Procession and blessing


The holy oils at St. John Neumann are housed in a wall cupboard called an ambry. The vessels contain chrism (orange streak), oil of catechumens (blue streak) and oil of the sick (purple streak). Dianne Towalski / The Catholic Spirit

The archdiocese has a custom of having people who represent the charism of each oil carry it as part of the procession at Mass.

Youth who are receiving the sacrament of confirmation this year will process in with the chrism, Father Erickson said. A couple expecting a child will come forward with the oil of catechumens. Individuals who work in the health care field will bring up the oil of the sick.

Additionally, a seminarian preparing for ordination to the priesthood will come forward with the perfume — typically balsam — that will be mixed with the chrism to give it its special fragrance.

“It really does show the powerful reality of these sacraments and the blessings that are imposed on the oil,” Father Erickson said. “They’re not just symbolic. They really will affect people’s lives in radical ways.”

Each oil is blessed during a different part of the Mass. The oil of the sick, for example, is blessed within the context of the Eucharistic Prayer.

“It’s a beautiful way of showing the connection between the sick and infirmed and the offering of the sacrifice,” he said. “We believe that by means of the anointing with the oil of the sick, those who are sick are strengthened to offer up their sacrifices in union with the sacrifice of Calvary made sacramentally present upon the altar.”

When it’s time to consecrate the chrism, Archbishop Nienstedt will pour the special fragrance into the oil and blow on it.
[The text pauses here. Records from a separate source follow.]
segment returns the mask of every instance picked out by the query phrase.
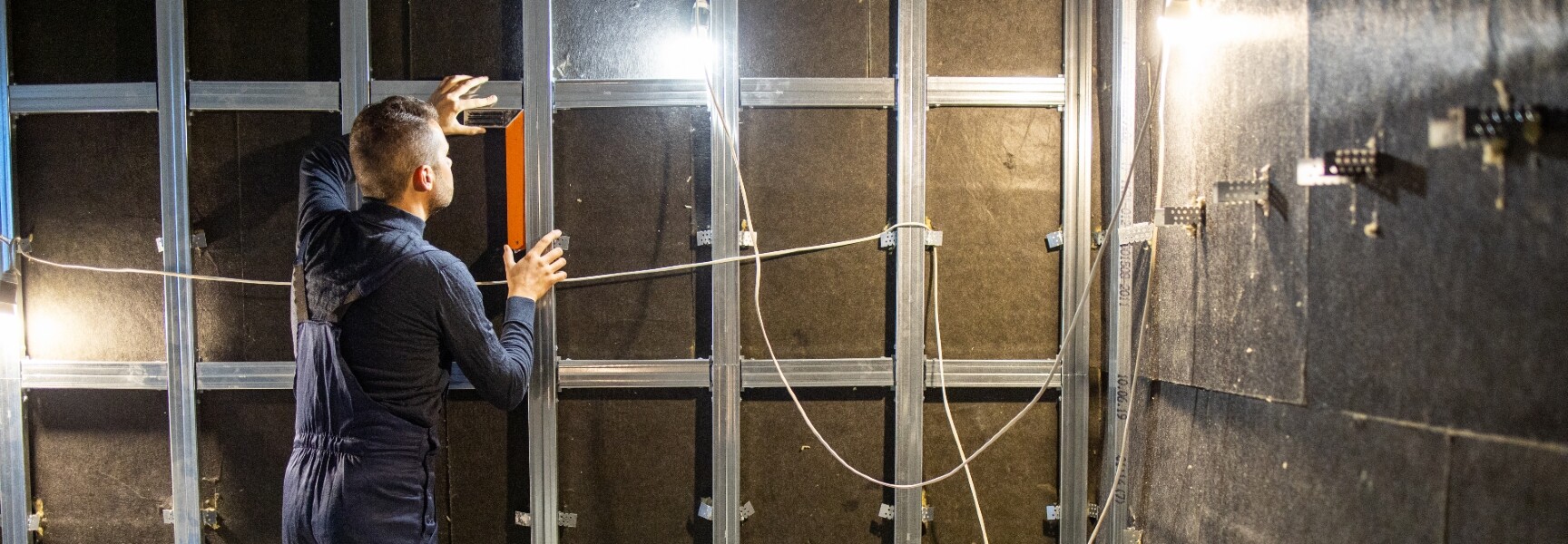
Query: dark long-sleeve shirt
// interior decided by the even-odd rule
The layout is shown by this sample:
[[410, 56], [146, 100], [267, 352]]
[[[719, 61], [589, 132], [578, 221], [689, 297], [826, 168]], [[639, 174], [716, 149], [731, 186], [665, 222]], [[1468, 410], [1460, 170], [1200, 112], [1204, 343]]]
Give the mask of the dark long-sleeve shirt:
[[[425, 221], [386, 202], [365, 199], [350, 212], [351, 183], [347, 138], [318, 146], [301, 163], [299, 251], [307, 270], [356, 273], [362, 260], [356, 252], [372, 235], [401, 230], [423, 238]], [[348, 304], [339, 318], [339, 345], [370, 398], [428, 428], [444, 409], [452, 362], [491, 404], [513, 409], [522, 403], [533, 370], [533, 314], [532, 299], [508, 298], [497, 337], [467, 267], [436, 249], [409, 257], [381, 287]]]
Just as God the Father blew upon the waters of the earth, “so, too, the Church sees this image as a sign of God re-creating the world and elevating the broken world up into divine life and making it bear His own divine grace.”

All are welcome

Everyone in the archdiocese is invited and encouraged to attend the Mass, Father Erickson said.
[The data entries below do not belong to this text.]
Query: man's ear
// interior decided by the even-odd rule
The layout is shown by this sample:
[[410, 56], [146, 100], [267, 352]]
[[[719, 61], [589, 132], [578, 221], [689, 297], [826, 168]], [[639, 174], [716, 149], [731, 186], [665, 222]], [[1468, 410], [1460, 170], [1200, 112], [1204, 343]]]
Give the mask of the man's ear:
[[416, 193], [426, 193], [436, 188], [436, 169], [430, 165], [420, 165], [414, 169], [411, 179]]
“Anyone who has a grandmother who is going to be anointed this year, anyone who is going in for surgery this year, anyone who is presenting a child for baptism, anyone who is walking with a child or grandchild for confirmation — all of these oils will quite clearly affect their life,” he said. “To be there for their blessing is a great gift and a great opportunity.”

Furthermore, he added, “To come to a celebration like this, which bears witness to the whole body of Christ, is a great affirmation of our community in Jesus. It’s also a great way of showing our support for our priests. It’s an evening in which [we] will renew our promises, and we as priests need the support and love of God’s holy people.”